This is my uncle Joey Jacobson’s grave in Lichtenvoorde General Cemetery in the Netherlands. The photo was sent to me by a man I know only because he read my book, Joey Jacobson’s War, a few years ago, and who went out of his way last week to visit Joey’s grave. I was deeply moved that he would honour my uncle that way. Joey lies next to his fellow crew members, all of whom perished in a bombing raid on Germany on 28 January 1942.

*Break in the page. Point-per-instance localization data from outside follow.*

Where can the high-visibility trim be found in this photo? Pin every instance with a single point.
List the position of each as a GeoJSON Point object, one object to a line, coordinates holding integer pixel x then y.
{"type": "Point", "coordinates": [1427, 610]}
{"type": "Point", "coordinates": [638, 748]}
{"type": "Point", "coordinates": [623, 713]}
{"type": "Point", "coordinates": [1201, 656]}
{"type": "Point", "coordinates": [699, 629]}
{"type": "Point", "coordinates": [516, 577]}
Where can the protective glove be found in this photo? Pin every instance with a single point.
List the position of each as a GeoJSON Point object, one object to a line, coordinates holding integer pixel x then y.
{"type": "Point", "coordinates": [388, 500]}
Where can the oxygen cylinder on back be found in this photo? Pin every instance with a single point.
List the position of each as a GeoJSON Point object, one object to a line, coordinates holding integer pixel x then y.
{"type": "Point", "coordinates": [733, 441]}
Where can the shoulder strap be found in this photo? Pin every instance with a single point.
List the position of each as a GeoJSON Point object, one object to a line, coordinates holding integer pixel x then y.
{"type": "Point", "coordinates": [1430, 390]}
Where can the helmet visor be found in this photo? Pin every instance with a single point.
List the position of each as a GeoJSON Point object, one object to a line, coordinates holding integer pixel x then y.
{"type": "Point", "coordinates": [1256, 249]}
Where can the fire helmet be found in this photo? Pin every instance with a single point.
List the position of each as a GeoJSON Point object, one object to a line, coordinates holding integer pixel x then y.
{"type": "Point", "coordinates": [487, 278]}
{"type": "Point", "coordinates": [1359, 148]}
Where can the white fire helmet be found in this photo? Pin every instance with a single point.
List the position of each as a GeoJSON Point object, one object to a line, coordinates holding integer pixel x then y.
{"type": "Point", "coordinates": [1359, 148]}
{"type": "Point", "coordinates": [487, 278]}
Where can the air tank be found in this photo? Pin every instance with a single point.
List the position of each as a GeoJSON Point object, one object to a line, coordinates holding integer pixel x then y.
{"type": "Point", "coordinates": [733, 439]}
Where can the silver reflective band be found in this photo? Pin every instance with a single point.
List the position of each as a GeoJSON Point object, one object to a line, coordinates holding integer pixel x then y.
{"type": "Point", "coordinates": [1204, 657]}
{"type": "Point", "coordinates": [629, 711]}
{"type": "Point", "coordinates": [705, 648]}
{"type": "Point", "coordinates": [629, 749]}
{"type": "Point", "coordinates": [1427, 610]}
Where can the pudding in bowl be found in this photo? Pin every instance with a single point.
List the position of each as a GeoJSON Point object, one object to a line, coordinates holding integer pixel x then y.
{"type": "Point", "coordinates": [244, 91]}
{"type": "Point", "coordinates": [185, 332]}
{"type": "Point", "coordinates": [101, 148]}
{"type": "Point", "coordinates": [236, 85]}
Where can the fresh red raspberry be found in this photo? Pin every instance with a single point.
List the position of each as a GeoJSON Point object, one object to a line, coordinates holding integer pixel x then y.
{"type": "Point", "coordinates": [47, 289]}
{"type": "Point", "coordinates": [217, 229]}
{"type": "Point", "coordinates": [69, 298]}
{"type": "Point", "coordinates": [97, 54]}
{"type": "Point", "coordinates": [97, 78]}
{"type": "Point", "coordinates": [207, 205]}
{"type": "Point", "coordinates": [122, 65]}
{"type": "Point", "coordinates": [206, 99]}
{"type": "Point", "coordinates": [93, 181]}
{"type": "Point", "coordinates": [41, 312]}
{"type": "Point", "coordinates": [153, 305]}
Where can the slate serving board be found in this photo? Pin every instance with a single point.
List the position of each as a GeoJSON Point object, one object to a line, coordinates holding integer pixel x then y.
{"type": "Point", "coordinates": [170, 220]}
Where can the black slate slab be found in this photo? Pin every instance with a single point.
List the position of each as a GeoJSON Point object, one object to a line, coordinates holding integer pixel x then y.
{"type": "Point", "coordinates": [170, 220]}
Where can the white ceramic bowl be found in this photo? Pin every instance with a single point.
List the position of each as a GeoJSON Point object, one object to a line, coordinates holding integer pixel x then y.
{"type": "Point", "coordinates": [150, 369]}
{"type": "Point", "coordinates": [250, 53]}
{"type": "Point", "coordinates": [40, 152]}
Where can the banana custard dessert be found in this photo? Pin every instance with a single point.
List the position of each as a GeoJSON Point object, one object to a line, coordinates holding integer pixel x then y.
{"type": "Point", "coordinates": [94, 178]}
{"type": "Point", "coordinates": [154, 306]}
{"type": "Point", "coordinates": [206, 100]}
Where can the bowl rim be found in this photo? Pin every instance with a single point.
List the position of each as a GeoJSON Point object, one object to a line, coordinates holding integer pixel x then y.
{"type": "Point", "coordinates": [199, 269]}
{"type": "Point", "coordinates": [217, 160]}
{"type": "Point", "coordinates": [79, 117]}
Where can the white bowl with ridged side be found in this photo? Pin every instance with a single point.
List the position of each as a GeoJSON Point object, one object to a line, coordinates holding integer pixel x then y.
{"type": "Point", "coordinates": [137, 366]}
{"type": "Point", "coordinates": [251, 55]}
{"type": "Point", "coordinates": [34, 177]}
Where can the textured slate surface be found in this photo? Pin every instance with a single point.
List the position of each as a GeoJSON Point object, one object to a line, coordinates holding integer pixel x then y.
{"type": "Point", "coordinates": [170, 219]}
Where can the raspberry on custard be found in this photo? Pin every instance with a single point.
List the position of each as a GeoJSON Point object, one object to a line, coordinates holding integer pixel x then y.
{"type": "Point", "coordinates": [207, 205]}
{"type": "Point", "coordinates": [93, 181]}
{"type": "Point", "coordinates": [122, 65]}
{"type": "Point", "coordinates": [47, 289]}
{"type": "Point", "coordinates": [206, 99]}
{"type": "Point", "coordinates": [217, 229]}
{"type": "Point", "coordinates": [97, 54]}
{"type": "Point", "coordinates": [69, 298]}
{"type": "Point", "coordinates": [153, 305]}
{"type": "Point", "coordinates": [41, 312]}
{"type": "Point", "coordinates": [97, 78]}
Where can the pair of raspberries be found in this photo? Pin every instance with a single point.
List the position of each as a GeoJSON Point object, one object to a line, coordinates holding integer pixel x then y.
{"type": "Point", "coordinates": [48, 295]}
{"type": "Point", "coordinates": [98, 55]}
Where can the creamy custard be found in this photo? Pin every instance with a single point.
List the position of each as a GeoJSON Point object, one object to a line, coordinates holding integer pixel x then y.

Our family visited Joey’s grave and took part in Netherland’s Remembrance and Liberation Day observances on May 4thand 5th, 2008. These are important days in the Netherlands, not simply remembered but observed with gratitude and reverence. Yesterday, as on that day that we were present, the ceremony of observance in Lichtenvoorde would have been followed by a walk to the cemetery where Joey and 22 other Commonwealth airmen are buried. Children would have laid flowers by their headstones.
This week is the 80th anniversary of VE Day, when Nazi Germany was finally defeated. I see too little sign that we in Canada plan to observe the day with the same depth and intensity as the Dutch people, but we should. They do not forget, and neither should we. Yes, the fighting was very far away from us, and we were neither occupied nor liberated, but Canadians were front and centre in the struggle, at the cost of many thousands of lives. And we should remember what they fought and died for, and against.
This is what Joey’s father recorded in his diary that day in Montreal when victory was declared.
My own feelings were mixed. I was glad … that is putting it mildly for the millions of people who could again feel with relief that their own were safe. I knew that I had in my thoughts rather feared the day when the realization of our personal loss would be … well I will leave it at that … I just felt lost for a while. I sat in Murrays drinking coffee for an hour, then walked along St. Catherine Street watching the crowds celebrate. … We closed our offices at noon. I went home to lunch in the usual way. Arranged to send some V Day flowers, red and white, to May whom I knew was feeling very much the same as I felt. We spent the afternoon quietly together. … Sounds a very trite description of one of the greatest days in history but my spirits were flat and I am not going to embellish this account with stuff that I did not feel.
80 years later, it is still appropriate to observe VE Day as the occasion for celebration, reflection, loss, and remembrance.